Batch data (analytical ML systems)#
Creation#
It is very common that ML models are deployed in a "batch" setting where ML pipelines score incoming new data at a regular interval, for example, daily or weekly. Feature views support batch prediction by returning batch data as a DataFrame over a time range, by start_time
and end_time
. The resultant DataFrame (or batch-scoring DataFrame) can then be fed to models to make predictions.
# get batch data
df = feature_view.get_batch_data(
start_time = "20220620",
end_time = "20220627"
) # return a dataframe
Dataset<Row> ds = featureView.getBatchData("20220620", "20220627")
Retrieve batch data with primary keys and event time#
For certain use cases, e.g. time series models, the input data needs to be sorted according to the primary key(s) and event time combination. Or one might want to merge predictions back with the original input data for postmortem analysis. Primary key(s) and event time are not usually included in the feature view query as they are not features used for training. To retrieve the primary key(s) and/or event time when retrieving batch data for inference, you need to set the parameters primary_keys=True
and/or event_time=True
.
# get batch data
df = feature_view.get_batch_data(
start_time = "20220620",
end_time = "20220627",
primary_keys=True,
event_time=True
) # return a dataframe with primary keys and event time
Note
If the event time columns have the same name across all the feature groups included in the feature view, then only the event time of the label feature group (left most feature group in the query) will be returned. If they have different names, then all of them will be returned. The Join prefix does not have any influence on this behaviour.

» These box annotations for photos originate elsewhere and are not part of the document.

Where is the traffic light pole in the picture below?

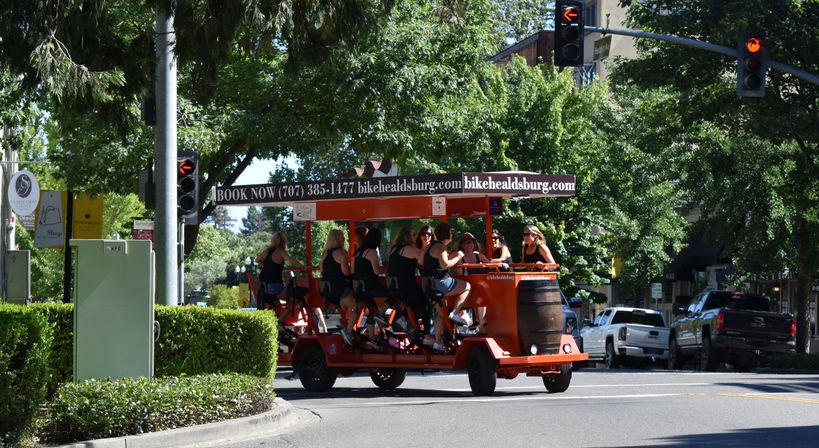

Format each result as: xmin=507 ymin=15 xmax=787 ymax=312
xmin=586 ymin=26 xmax=819 ymax=85
xmin=154 ymin=0 xmax=179 ymax=305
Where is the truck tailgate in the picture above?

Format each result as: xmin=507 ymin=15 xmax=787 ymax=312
xmin=626 ymin=324 xmax=668 ymax=350
xmin=722 ymin=310 xmax=793 ymax=338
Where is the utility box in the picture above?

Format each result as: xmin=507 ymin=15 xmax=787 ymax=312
xmin=5 ymin=250 xmax=31 ymax=305
xmin=70 ymin=239 xmax=154 ymax=382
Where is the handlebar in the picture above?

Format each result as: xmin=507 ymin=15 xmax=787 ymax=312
xmin=454 ymin=263 xmax=560 ymax=272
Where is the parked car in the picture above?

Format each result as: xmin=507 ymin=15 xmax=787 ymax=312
xmin=668 ymin=291 xmax=796 ymax=371
xmin=580 ymin=307 xmax=668 ymax=369
xmin=560 ymin=290 xmax=583 ymax=353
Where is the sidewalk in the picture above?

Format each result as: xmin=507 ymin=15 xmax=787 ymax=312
xmin=54 ymin=397 xmax=300 ymax=448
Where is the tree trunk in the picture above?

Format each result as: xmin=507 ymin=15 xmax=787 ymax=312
xmin=794 ymin=217 xmax=815 ymax=353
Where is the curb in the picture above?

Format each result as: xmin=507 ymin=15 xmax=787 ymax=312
xmin=53 ymin=397 xmax=293 ymax=448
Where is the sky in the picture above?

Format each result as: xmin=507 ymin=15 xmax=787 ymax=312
xmin=227 ymin=157 xmax=296 ymax=232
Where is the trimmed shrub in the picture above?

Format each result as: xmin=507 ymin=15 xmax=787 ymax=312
xmin=0 ymin=304 xmax=51 ymax=446
xmin=208 ymin=285 xmax=239 ymax=310
xmin=154 ymin=305 xmax=278 ymax=382
xmin=39 ymin=375 xmax=274 ymax=444
xmin=29 ymin=303 xmax=74 ymax=396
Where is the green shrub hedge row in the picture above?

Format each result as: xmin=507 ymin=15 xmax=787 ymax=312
xmin=38 ymin=375 xmax=273 ymax=444
xmin=19 ymin=303 xmax=278 ymax=384
xmin=0 ymin=304 xmax=51 ymax=446
xmin=0 ymin=304 xmax=278 ymax=446
xmin=154 ymin=306 xmax=278 ymax=380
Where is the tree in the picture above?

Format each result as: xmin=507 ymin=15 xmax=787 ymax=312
xmin=240 ymin=207 xmax=270 ymax=236
xmin=205 ymin=207 xmax=236 ymax=230
xmin=615 ymin=0 xmax=819 ymax=352
xmin=0 ymin=0 xmax=392 ymax=260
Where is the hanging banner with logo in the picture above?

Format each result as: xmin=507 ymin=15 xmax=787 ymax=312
xmin=71 ymin=194 xmax=102 ymax=240
xmin=34 ymin=190 xmax=66 ymax=247
xmin=8 ymin=170 xmax=40 ymax=216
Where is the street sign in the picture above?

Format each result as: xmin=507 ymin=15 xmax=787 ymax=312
xmin=8 ymin=170 xmax=40 ymax=216
xmin=592 ymin=35 xmax=611 ymax=61
xmin=651 ymin=283 xmax=663 ymax=300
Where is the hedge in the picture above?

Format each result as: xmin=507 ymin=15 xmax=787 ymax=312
xmin=30 ymin=303 xmax=74 ymax=396
xmin=23 ymin=303 xmax=278 ymax=384
xmin=154 ymin=306 xmax=278 ymax=381
xmin=38 ymin=375 xmax=273 ymax=444
xmin=0 ymin=304 xmax=278 ymax=446
xmin=0 ymin=304 xmax=52 ymax=446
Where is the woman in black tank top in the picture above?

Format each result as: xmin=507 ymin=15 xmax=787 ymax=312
xmin=422 ymin=222 xmax=472 ymax=351
xmin=256 ymin=232 xmax=304 ymax=320
xmin=353 ymin=228 xmax=389 ymax=337
xmin=319 ymin=229 xmax=355 ymax=345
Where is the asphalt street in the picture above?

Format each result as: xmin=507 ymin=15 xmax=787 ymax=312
xmin=192 ymin=369 xmax=819 ymax=448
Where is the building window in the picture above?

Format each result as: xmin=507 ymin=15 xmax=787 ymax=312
xmin=574 ymin=61 xmax=597 ymax=88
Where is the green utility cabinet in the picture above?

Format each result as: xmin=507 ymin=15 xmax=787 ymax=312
xmin=70 ymin=239 xmax=154 ymax=381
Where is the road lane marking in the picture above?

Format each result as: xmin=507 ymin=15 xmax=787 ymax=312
xmin=685 ymin=392 xmax=819 ymax=404
xmin=310 ymin=393 xmax=686 ymax=409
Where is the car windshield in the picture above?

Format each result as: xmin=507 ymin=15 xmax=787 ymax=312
xmin=611 ymin=311 xmax=665 ymax=327
xmin=705 ymin=292 xmax=771 ymax=311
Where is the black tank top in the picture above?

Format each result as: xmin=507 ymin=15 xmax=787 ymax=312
xmin=321 ymin=247 xmax=346 ymax=282
xmin=387 ymin=245 xmax=418 ymax=289
xmin=421 ymin=240 xmax=449 ymax=278
xmin=259 ymin=247 xmax=284 ymax=283
xmin=353 ymin=249 xmax=378 ymax=280
xmin=523 ymin=245 xmax=546 ymax=263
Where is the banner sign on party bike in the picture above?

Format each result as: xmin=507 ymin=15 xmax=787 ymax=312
xmin=211 ymin=171 xmax=575 ymax=205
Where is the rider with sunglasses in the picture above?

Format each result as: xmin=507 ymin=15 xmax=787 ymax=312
xmin=522 ymin=225 xmax=555 ymax=264
xmin=415 ymin=225 xmax=432 ymax=252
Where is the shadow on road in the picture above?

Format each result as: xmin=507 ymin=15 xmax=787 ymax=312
xmin=715 ymin=378 xmax=819 ymax=394
xmin=640 ymin=426 xmax=819 ymax=448
xmin=276 ymin=384 xmax=547 ymax=403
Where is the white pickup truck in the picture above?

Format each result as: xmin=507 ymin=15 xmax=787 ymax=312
xmin=580 ymin=307 xmax=668 ymax=369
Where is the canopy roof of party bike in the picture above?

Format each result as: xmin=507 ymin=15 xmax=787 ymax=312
xmin=211 ymin=171 xmax=575 ymax=221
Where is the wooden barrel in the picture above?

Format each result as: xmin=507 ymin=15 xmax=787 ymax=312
xmin=518 ymin=280 xmax=563 ymax=356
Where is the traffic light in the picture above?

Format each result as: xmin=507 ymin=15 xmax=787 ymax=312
xmin=555 ymin=0 xmax=584 ymax=67
xmin=737 ymin=32 xmax=768 ymax=98
xmin=176 ymin=151 xmax=199 ymax=224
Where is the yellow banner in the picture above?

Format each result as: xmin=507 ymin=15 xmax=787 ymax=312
xmin=34 ymin=190 xmax=102 ymax=248
xmin=71 ymin=193 xmax=103 ymax=240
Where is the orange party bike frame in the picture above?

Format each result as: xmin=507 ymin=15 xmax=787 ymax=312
xmin=212 ymin=171 xmax=588 ymax=395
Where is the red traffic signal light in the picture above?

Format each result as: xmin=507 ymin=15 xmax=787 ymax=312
xmin=176 ymin=151 xmax=199 ymax=220
xmin=563 ymin=6 xmax=580 ymax=23
xmin=737 ymin=32 xmax=768 ymax=98
xmin=179 ymin=159 xmax=196 ymax=176
xmin=554 ymin=0 xmax=585 ymax=67
xmin=745 ymin=37 xmax=762 ymax=54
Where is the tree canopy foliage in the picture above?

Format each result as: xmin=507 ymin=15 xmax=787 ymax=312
xmin=614 ymin=0 xmax=819 ymax=351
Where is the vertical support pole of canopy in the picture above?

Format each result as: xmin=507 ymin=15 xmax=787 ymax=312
xmin=304 ymin=221 xmax=313 ymax=272
xmin=347 ymin=219 xmax=356 ymax=260
xmin=484 ymin=196 xmax=495 ymax=260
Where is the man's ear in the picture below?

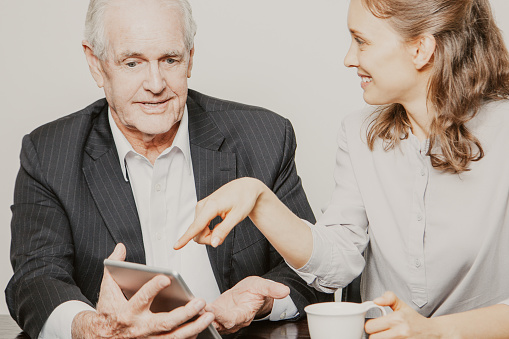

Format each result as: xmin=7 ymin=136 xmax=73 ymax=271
xmin=187 ymin=46 xmax=194 ymax=78
xmin=412 ymin=34 xmax=436 ymax=70
xmin=81 ymin=40 xmax=104 ymax=88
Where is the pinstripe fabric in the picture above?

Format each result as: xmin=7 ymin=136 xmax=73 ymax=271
xmin=6 ymin=90 xmax=334 ymax=337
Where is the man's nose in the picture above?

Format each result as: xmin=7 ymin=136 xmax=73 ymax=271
xmin=143 ymin=62 xmax=166 ymax=94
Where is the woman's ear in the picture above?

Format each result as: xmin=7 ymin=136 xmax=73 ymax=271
xmin=81 ymin=40 xmax=104 ymax=88
xmin=412 ymin=34 xmax=436 ymax=70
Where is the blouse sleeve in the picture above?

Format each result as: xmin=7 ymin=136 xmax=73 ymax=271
xmin=294 ymin=117 xmax=369 ymax=293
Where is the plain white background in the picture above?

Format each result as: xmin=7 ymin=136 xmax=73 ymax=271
xmin=0 ymin=0 xmax=509 ymax=314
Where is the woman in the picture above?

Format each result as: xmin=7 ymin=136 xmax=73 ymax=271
xmin=176 ymin=0 xmax=509 ymax=338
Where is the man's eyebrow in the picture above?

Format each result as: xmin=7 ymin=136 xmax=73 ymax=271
xmin=120 ymin=50 xmax=182 ymax=60
xmin=119 ymin=51 xmax=143 ymax=60
xmin=163 ymin=50 xmax=183 ymax=58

For Python-clients, handling small or moderately-sized data, we recommend enabling the ArrowFlight Server with DuckDB, which will provide significant speedups over Spark/Hive for reading batch data. If the service is enabled, and you want to read this particular batch data with Hive instead, you can set the read_options to {"use_hive": True}
.
# get batch data with Hive
df = feature_view.get_batch_data(
start_time = "20220620",
end_time = "20220627",
read_options={"use_hive: True})
)
Creation with transformation#
If you have specified transformation functions when creating a feature view, you will get back transformed batch data as well. If your transformation functions require statistics of training dataset, you must also provide the training data version. init_batch_scoring
will then fetch the statistics and initialize the functions with required statistics. Then you can follow the above examples and create the batch data. Please note that transformed batch data can only be returned in the python client but not in the java client.
feature_view.init_batch_scoring(training_dataset_version=1)
It is important to note that in addition to the filters defined in feature view, extra filters will be applied if they are defined in the given training dataset version.